Avec peut-être quarante personnes impliquées, le débat du jour est loin d’avoir pu reconstituer un panel représentatif de la diversité, de la richesse et de la jeunesse de Planoise. Nous n’avons pas entendu certains points de vue, certaines paroles pourtant indispensables à l’établissement d’un diagnostic précis de la situation du quartier et des attentes des habitants. Le cadre gouvernemental d’un débat national qui suscite la méfiance n’était peut-être pas le plus approprié pour favoriser des discussions ouvertes à tous sur une thématique locale. Malgré tout, ce débat a sûrement réussi à conforter l’idée qu’une telle discussion doit avoir lieu, sous une forme qui n’est encore pas trouvée. Et peut-être que le débat fera un peu parler, qu’il parviendra tout de même, après-coup, à susciter de l’intérêt.
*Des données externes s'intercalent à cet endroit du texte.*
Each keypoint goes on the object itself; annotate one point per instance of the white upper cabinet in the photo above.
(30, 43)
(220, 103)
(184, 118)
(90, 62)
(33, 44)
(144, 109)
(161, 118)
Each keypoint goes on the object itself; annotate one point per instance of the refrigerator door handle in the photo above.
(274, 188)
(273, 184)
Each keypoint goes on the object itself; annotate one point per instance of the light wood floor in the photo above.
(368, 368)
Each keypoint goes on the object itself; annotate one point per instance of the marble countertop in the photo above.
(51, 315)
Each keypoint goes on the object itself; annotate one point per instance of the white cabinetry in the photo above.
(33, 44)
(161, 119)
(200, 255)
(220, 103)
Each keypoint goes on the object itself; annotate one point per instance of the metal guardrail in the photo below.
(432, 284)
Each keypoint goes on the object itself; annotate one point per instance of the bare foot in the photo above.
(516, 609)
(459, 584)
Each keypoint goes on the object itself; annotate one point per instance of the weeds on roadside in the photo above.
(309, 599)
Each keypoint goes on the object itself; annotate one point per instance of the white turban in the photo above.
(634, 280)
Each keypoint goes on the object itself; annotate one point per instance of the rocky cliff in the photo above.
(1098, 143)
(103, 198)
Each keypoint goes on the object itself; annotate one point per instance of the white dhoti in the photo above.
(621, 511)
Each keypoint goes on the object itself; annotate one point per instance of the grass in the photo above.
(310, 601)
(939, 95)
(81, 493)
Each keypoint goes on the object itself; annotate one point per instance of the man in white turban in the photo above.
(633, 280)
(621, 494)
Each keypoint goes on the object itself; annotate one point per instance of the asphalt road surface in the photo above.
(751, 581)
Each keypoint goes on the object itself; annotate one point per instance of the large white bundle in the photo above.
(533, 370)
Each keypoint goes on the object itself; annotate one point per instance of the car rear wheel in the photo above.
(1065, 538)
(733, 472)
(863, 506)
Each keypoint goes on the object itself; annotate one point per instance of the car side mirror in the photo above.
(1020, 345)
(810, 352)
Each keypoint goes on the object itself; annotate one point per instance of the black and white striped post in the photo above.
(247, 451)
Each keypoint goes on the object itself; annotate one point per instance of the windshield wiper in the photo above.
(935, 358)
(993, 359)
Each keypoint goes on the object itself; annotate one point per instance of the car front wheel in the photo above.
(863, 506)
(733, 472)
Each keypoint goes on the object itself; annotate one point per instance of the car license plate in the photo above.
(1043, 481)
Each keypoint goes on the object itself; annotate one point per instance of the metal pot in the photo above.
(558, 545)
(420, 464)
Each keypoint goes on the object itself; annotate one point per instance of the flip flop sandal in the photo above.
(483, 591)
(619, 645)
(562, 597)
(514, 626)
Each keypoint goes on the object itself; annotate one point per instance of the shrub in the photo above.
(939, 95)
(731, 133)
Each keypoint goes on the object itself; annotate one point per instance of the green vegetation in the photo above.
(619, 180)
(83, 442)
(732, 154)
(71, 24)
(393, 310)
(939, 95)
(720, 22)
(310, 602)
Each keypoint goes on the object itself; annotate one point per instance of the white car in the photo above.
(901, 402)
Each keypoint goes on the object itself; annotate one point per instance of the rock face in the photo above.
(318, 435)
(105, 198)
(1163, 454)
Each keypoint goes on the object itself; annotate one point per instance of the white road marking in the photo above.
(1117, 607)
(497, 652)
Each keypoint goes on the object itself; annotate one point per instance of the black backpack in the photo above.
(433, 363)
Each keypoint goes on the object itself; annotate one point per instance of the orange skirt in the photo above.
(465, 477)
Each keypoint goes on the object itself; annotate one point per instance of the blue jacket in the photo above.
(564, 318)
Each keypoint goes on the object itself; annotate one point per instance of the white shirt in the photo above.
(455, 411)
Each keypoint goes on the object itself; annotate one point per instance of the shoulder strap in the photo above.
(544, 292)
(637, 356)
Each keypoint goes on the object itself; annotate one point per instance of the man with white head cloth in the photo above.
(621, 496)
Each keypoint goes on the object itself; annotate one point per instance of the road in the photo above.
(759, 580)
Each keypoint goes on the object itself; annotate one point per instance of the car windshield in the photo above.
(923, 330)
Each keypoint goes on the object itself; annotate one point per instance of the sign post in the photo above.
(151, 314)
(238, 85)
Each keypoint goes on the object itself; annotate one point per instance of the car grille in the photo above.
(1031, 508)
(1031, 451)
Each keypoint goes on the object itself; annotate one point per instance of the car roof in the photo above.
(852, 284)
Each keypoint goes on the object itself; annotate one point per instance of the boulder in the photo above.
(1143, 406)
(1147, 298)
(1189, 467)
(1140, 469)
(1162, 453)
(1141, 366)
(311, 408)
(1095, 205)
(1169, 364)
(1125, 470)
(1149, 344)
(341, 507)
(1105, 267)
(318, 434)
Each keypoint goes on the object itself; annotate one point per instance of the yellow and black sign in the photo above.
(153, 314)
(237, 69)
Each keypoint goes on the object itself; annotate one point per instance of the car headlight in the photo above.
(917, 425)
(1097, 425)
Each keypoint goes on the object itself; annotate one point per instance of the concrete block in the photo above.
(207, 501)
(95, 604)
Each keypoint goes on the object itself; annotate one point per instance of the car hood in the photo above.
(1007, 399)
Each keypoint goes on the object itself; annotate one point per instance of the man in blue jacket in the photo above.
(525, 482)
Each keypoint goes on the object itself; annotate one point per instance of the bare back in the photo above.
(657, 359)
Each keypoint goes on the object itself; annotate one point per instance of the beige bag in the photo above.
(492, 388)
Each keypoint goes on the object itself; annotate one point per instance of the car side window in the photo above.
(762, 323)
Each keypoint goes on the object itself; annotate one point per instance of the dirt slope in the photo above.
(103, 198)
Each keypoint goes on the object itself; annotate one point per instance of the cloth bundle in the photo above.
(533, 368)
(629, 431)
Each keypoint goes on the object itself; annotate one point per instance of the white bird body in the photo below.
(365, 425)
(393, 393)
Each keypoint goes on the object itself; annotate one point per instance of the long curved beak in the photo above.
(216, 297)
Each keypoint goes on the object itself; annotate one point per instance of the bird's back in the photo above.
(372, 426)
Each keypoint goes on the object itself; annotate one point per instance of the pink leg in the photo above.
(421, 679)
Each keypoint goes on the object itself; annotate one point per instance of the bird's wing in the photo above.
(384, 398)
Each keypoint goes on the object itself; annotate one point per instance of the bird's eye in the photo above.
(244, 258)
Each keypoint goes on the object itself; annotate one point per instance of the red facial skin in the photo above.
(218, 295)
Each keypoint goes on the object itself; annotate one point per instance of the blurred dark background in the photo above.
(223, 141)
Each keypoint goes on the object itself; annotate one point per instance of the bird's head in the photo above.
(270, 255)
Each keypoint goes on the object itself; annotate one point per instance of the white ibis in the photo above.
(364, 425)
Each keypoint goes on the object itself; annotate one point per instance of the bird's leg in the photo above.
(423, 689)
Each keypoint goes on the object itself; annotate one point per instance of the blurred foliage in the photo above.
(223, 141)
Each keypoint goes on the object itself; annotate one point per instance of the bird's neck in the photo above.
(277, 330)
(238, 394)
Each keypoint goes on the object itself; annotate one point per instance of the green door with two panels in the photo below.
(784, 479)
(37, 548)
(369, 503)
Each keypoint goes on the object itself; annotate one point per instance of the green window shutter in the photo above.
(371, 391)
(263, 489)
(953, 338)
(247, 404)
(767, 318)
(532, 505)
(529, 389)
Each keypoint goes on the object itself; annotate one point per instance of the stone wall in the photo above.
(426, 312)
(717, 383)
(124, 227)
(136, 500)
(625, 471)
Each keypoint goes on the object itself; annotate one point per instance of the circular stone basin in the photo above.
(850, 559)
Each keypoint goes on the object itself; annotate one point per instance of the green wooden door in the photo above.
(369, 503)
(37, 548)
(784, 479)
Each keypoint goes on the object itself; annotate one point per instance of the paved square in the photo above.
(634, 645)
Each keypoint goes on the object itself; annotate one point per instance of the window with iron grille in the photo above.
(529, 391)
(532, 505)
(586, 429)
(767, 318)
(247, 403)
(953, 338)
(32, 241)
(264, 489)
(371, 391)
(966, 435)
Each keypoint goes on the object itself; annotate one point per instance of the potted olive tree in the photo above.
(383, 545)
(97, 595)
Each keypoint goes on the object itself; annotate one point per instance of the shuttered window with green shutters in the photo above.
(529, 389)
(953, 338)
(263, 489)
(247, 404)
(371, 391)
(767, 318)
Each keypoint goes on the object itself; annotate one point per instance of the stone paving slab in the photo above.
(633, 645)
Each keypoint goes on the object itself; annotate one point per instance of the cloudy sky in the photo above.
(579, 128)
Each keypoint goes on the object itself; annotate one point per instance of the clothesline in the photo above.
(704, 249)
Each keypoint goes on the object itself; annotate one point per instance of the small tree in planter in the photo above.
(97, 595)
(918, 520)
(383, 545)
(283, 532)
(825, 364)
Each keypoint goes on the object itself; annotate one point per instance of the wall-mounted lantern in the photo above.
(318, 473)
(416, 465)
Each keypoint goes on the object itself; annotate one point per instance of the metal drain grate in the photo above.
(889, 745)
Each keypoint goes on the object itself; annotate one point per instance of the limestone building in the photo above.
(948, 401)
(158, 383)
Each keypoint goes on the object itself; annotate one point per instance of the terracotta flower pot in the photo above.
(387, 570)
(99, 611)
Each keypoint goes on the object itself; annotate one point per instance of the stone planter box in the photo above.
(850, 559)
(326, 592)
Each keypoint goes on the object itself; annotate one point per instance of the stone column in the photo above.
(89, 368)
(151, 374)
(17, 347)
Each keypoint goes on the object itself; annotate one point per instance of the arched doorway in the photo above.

Ce qui a motivé Annick au départ, c’était le grand débat qu’elle a regardé à la TV. « On sent que l’on a des choses à dire, à se dire. On a envie que les choses changent pour nos enfants. Il ne faut pas voir que le négatif et travailler sur les côtés positifs ». Elle est en train de monter une association pour que des jeunes puissent construire pendant plusieurs mois un char qui défilera pour le carnaval.